Stan Sorensen, vice president of management solutions at Serials Solutions, told LJ that the data management piece of Intota, which will include resource management and print and electronic acquisitions functionality, will roll out later this year; selection and fulfillment functionality will follow in 2013. Intota will be released iteratively as each piece is finished, instead of all at once. “A system of this magnitude…is typically more successfully deployed by a library if you don’t try to boil the ocean,” Sorensen told LJ.

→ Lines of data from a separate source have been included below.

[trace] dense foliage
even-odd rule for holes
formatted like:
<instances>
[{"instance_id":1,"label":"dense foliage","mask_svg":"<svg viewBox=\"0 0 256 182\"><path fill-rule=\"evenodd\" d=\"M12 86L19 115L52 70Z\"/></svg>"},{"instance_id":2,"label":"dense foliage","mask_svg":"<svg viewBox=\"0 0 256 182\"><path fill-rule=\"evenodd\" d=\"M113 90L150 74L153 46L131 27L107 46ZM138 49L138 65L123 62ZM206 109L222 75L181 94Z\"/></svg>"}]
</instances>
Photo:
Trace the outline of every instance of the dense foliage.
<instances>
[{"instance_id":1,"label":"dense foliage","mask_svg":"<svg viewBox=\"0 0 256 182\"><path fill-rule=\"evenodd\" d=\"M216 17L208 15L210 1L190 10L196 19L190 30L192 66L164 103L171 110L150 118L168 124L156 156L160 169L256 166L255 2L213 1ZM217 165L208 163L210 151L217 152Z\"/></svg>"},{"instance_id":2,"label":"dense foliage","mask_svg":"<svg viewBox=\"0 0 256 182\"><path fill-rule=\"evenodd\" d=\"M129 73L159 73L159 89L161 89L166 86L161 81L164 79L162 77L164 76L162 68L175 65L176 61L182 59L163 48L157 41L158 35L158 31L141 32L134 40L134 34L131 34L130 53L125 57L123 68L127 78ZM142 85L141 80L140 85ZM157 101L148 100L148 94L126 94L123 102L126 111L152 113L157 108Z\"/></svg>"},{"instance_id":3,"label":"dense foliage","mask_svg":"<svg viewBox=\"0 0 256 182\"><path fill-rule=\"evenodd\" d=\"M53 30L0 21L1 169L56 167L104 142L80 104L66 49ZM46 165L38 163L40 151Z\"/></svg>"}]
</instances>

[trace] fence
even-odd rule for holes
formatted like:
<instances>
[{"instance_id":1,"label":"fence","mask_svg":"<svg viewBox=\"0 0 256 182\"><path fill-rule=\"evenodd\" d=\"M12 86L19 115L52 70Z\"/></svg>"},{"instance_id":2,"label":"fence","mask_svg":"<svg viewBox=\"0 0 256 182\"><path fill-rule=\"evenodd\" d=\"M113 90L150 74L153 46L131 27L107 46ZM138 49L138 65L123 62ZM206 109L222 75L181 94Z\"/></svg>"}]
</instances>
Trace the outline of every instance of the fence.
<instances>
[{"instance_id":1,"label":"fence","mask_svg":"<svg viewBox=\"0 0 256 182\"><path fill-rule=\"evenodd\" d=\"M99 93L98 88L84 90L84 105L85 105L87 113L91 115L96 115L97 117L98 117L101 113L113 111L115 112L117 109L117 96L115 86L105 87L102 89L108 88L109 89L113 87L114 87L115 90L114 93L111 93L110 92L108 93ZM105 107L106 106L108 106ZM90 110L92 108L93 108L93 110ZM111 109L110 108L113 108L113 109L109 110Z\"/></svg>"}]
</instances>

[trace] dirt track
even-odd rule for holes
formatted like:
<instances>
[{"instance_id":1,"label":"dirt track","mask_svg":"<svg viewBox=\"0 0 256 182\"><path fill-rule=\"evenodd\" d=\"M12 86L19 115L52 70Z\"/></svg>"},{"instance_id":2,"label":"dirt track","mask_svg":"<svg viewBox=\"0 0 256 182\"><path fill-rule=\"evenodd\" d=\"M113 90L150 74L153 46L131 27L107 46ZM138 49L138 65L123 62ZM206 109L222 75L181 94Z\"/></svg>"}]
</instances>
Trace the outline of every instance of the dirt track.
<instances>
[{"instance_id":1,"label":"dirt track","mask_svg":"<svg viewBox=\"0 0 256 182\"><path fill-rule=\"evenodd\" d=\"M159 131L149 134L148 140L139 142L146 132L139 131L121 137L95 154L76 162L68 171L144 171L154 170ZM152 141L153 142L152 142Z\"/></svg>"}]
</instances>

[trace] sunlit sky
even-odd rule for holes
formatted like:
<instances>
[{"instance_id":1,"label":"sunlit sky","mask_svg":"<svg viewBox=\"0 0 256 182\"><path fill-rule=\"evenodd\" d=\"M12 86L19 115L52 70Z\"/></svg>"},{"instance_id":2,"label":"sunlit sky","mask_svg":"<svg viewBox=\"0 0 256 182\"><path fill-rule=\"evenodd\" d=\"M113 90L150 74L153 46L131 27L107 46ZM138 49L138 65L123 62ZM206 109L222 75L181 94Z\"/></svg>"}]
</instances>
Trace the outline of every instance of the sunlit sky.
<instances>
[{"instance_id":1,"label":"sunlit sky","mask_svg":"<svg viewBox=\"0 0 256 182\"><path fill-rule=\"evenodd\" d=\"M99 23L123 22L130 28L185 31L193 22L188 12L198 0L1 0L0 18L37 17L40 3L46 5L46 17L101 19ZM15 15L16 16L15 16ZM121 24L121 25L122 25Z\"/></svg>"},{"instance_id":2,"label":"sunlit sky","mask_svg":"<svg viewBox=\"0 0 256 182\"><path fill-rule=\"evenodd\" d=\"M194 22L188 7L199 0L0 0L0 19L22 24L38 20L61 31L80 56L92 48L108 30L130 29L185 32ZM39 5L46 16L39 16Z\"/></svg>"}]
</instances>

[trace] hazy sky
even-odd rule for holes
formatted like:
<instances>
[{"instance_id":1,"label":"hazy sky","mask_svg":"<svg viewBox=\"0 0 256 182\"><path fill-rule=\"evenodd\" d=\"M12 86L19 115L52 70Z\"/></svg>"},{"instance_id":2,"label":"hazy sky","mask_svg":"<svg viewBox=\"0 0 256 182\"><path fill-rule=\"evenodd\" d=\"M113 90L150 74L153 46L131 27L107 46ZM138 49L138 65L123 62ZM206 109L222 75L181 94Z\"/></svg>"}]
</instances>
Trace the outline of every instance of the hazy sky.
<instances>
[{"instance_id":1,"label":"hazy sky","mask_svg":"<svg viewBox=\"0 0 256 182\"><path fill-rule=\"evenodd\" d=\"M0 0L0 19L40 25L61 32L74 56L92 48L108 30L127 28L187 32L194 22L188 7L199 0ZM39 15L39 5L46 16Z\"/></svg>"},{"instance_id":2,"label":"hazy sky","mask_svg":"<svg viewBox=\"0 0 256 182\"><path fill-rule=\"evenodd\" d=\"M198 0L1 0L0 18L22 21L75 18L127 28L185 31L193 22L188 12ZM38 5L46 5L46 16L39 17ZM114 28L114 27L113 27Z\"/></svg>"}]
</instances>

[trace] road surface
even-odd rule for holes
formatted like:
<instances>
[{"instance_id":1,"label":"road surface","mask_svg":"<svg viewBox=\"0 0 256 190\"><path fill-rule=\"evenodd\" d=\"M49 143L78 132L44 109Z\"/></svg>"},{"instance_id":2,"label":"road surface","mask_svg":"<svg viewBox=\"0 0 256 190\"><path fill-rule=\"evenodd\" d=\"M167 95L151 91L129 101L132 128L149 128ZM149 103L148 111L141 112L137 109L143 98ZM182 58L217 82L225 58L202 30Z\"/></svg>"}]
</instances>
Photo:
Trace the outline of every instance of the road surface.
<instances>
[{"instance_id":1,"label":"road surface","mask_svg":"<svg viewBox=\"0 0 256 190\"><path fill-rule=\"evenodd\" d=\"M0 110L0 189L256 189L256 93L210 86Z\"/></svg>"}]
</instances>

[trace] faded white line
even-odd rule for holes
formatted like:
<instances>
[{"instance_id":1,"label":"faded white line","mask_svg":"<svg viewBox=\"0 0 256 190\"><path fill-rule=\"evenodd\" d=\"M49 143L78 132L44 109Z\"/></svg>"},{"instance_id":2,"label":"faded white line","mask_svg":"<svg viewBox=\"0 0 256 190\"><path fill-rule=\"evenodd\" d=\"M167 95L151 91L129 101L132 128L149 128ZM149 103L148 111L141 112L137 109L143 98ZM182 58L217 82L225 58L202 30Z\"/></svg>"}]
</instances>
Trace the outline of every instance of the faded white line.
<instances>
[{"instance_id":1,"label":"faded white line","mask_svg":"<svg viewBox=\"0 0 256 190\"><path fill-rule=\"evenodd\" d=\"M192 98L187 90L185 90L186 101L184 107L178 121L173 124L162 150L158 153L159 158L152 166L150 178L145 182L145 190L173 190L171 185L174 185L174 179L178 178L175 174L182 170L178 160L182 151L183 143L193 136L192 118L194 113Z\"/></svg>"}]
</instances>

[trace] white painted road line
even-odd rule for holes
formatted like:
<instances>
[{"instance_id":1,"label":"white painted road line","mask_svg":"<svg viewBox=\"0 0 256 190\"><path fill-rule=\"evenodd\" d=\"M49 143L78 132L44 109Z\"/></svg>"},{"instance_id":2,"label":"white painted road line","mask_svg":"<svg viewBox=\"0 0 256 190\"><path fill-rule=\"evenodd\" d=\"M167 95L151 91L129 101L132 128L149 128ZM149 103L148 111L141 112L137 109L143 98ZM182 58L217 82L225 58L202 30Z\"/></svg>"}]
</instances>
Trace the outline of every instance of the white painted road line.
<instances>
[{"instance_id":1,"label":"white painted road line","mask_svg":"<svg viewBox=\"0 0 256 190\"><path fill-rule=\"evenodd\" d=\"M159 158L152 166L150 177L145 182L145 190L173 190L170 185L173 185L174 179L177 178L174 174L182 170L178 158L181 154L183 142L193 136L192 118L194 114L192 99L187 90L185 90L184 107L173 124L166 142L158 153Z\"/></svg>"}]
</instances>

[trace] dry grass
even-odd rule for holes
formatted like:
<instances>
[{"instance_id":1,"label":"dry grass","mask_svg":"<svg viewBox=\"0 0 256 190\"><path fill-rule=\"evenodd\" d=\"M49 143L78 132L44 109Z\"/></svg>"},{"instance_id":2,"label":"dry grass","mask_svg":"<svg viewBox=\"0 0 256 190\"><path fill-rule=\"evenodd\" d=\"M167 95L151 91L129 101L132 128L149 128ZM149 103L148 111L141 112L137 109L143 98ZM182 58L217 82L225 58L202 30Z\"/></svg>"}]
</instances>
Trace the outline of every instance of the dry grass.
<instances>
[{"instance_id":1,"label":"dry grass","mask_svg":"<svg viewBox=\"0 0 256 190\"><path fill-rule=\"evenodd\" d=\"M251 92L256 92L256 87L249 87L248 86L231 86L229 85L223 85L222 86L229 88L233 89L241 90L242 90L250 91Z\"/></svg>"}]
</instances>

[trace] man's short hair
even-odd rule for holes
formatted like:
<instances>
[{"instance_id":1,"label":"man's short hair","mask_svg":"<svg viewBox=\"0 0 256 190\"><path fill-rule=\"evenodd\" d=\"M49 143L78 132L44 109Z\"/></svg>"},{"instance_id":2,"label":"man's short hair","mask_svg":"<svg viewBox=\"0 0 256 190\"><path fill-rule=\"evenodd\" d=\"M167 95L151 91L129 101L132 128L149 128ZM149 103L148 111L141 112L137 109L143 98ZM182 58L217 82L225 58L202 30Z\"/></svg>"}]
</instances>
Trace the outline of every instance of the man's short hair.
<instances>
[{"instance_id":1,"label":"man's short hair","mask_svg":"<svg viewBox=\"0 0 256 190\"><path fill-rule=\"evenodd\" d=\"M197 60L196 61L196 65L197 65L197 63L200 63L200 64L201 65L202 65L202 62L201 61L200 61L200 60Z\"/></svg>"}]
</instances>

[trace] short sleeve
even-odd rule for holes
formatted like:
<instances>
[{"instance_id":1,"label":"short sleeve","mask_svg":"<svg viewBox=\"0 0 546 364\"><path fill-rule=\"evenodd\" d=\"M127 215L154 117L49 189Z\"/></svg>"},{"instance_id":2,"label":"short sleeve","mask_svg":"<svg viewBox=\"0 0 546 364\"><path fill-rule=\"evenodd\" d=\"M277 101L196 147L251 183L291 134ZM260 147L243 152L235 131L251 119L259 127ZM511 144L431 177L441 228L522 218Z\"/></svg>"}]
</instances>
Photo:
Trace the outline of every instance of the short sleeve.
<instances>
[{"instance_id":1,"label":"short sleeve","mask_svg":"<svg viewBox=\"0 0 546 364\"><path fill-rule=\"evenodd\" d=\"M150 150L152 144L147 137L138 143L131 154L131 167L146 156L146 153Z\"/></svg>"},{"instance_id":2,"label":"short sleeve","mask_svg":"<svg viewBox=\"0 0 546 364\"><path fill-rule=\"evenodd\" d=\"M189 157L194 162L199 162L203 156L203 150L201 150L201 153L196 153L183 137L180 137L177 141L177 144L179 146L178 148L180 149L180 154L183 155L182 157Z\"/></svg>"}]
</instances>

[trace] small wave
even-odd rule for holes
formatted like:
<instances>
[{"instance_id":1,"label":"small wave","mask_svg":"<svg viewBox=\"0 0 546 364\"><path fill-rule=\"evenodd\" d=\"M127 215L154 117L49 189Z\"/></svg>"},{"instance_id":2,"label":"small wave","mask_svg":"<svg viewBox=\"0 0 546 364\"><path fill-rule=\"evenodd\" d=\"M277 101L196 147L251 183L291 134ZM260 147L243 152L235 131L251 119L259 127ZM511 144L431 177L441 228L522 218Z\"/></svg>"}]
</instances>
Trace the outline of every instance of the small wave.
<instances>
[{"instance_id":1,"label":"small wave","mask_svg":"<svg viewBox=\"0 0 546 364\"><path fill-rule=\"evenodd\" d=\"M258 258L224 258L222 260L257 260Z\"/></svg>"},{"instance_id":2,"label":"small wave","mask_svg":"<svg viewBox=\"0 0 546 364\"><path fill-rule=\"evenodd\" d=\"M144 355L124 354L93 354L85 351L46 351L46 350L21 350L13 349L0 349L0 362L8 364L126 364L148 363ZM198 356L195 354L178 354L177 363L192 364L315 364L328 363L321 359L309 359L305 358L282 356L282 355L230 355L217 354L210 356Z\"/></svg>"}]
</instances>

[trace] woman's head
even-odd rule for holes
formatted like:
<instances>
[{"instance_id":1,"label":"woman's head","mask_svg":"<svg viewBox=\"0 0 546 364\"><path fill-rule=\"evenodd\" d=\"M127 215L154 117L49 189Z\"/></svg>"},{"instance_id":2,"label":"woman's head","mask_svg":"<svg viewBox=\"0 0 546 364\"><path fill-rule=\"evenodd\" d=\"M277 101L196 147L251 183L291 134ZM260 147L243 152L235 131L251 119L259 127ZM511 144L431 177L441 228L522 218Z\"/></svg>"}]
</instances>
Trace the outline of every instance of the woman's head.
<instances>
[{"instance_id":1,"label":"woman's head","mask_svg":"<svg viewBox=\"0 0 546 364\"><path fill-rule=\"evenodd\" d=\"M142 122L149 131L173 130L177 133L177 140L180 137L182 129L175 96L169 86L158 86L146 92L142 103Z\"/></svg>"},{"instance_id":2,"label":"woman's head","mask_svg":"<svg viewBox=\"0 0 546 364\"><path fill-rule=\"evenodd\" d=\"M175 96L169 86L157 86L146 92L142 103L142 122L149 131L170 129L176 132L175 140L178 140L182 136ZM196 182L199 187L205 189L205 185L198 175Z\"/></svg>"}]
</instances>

Serials Solutions is also aiming to make Intota interoperable with other products, via exposed application programming interfaces (APIs) and adherence to standards when possible. For example, while Intota will work “very, very well” with Serials Solutions’ Summon discovery service, Sorensen said, it will also be able to integrate with other discovery services.
During the Top Technology Trends panel at ALA Midwinter, Marshall Breeding, director for innovative technologies and research at Vanderbilt University, Nashville, TN, predicted “the impending demise of the ILS [integrated library system],” saying that ILSs aren’t currently as integrated or comprehensive, as “it takes maybe eight or nine or ten different applications…to do the things that academic libraries do.” He noted the rise of alternative, web-based library-management systems in various stages of development, including Intota, Ex Libris’s Alma, and OCLC’s recently renamed WorldShare Management Services (WMS). Breeding termed them “library services platforms,” and highlighted them as a key tech trend to watch.
Last month, OCLC announced that total of 171 libraries worldwide had committed to using WMS, according to the announcement, with 33 of them live. More than 60 early-adopter libraries have committed to using Alma, and Ex Libris announced on February 6 that RMIT University, Melbourne, Australia, and the University of Otago, Dunedin, New Zealand, had signed on as early Alma adopters. Ex Libris also makes the widely used Aleph and Voyager ILSs.
Intota, in the works for about a year with a handful of development-partner libraries, appears to be targeting the ILS market. Sorensen said that, because Serials Solutions doesn’t have an ILS already on the market, there is no pressure to replicate existing ILS functions in Intota, thus giving the company a freer hand in developing new workflows. ILSs were “designed for a print-based world,” he said, with different workflows than those needed to accommodate electronic content.